Chapter 4
Chapter Four
SAM
S am pushed the thoughts from last night out of his head as Iris spoke with the bike rental attendant at Orchard House. Her smile was warm, and those dark blue eyes looked navy in the afternoon sun as they laughed. Her sweater hugged her body and he ripped his eyes away, thinking of how hard she’d breathed last night as they listened to moans. How the outline of her breasts moving in the dark room were still etched in his memory.
He shook his head to clear it and walked his bike out to the dirt trail. As they buckled their bike helmets in front of Orchard House, Iris’s face went pale.
“You okay there, Bertone? Think you can handle the wild and rugged terrain of a mile of dirt path down to the apple orchard?”
“Sure,” she said, shrugging it off.
“We can skip it, you know. Do something that doesn’t involve dead fruit on the ground and a truckload of bees.”
“No, this is part of the experience. I need to write about it.” She stared straight ahead with a serious face, psyching herself up for it.
He swallowed a chuckle. She wouldn’t appreciate him pointing out how adorable she was. “When’s the last time you rode a bike?”
She shrugged and tightened her helmet more. “I mean, college, but you know. There’s that whole saying about how you don’t die when you try it after ten years.”

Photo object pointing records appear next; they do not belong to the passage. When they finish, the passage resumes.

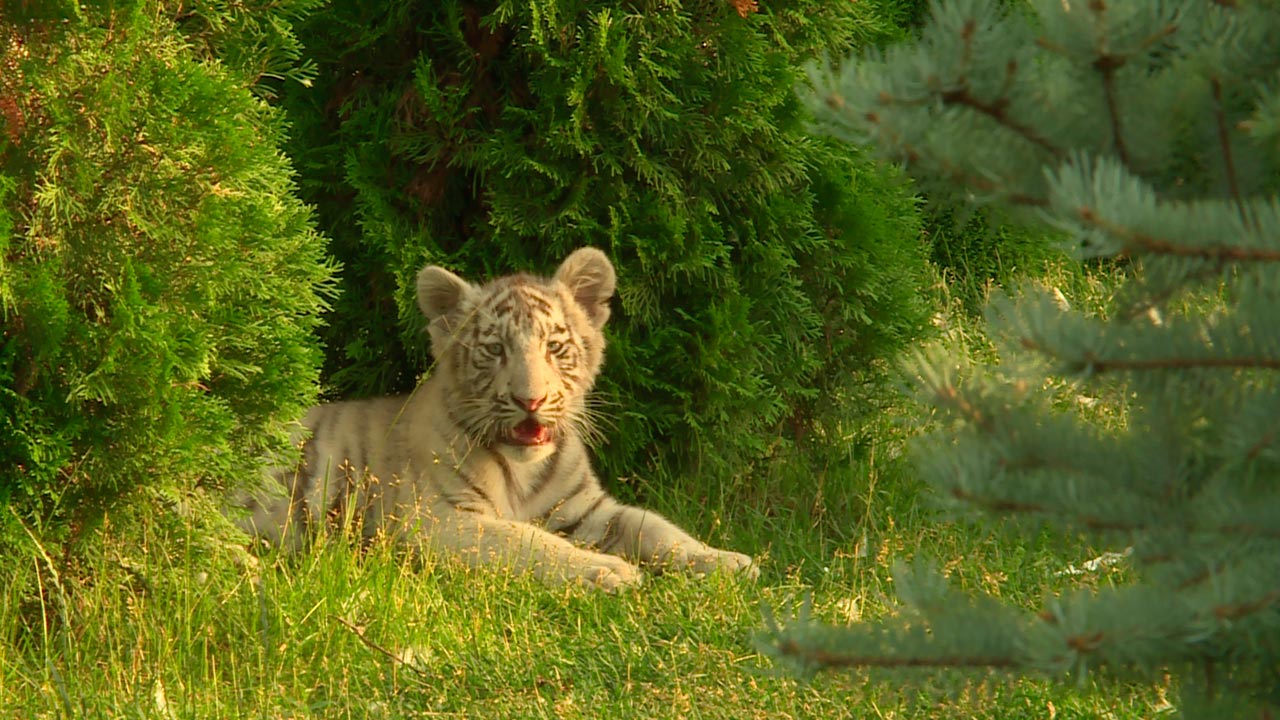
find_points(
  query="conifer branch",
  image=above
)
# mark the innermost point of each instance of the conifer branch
(1160, 246)
(952, 173)
(999, 112)
(1107, 65)
(1098, 365)
(1224, 140)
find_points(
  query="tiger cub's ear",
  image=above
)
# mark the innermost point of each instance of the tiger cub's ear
(440, 292)
(590, 279)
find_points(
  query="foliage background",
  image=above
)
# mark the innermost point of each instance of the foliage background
(160, 282)
(762, 272)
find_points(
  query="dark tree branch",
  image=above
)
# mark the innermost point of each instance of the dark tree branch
(1224, 141)
(1161, 246)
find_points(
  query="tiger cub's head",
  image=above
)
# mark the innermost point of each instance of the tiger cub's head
(521, 352)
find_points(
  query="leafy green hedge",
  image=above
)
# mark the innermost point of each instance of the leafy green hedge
(760, 270)
(160, 283)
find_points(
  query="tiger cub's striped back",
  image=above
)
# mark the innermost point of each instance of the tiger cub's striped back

Sam kicked up his kickstand and pushed off. He looked over his shoulder, waiting for Iris, and saw her feet still planted on the ground.
She stood, concentrating, staring in front of her, trying to get the courage to move forward.
“Put your feet on the pedals. C’mon, we’re losing daylight.”
“I’m coming,” she grumbled. She put one foot on the pedal and caught her balance.
She lifted the second onto the other pedal and looked triumphant, but as he watched in horror, she forgot to push forward. She slowly fell like timber into the bushes next to her.
“Push!” he called far too late as a strangled yell came from within the decorative bushes surrounding the backyard of the inn.
Don’t laugh. Don’t laugh, he thought as he biked back to her.
“Maybe try to pedal next time,” he said, hopping off of his bike. Her bike wheel slowly spun in the air, and he found her arm in the bushes, pulling her slowly to standing.
“Apparently, that metaphor is shit,” she said, a twig stuck between her helmet chin strap and her hair. She was completely frazzled but, goddamnit, pretty fucking cute.
It had always been easy to put her in the not-datable box because she’d always been with Bart, the opportunistic fucker. He’d seen a good thing sophomore year of high school and stayed with Iris through college. Sam didn’t creep on other people’s girlfriends, but now…maybe she was fair game.
“You okay?” he asked, still trying to bite back the laugh.He pulled the twig from her hair.
“Yes,” she said primly, responding as if she knew she looked ridiculous.
“That’s the slowest I’ve ever seen someone fall.” She chuckled with him, despite herself. “Why didn’t you take your foot off the pedals?”
Iris wiped the dust off of her pants. “I forgot it’s not like spin class. I’m usually clipped in.”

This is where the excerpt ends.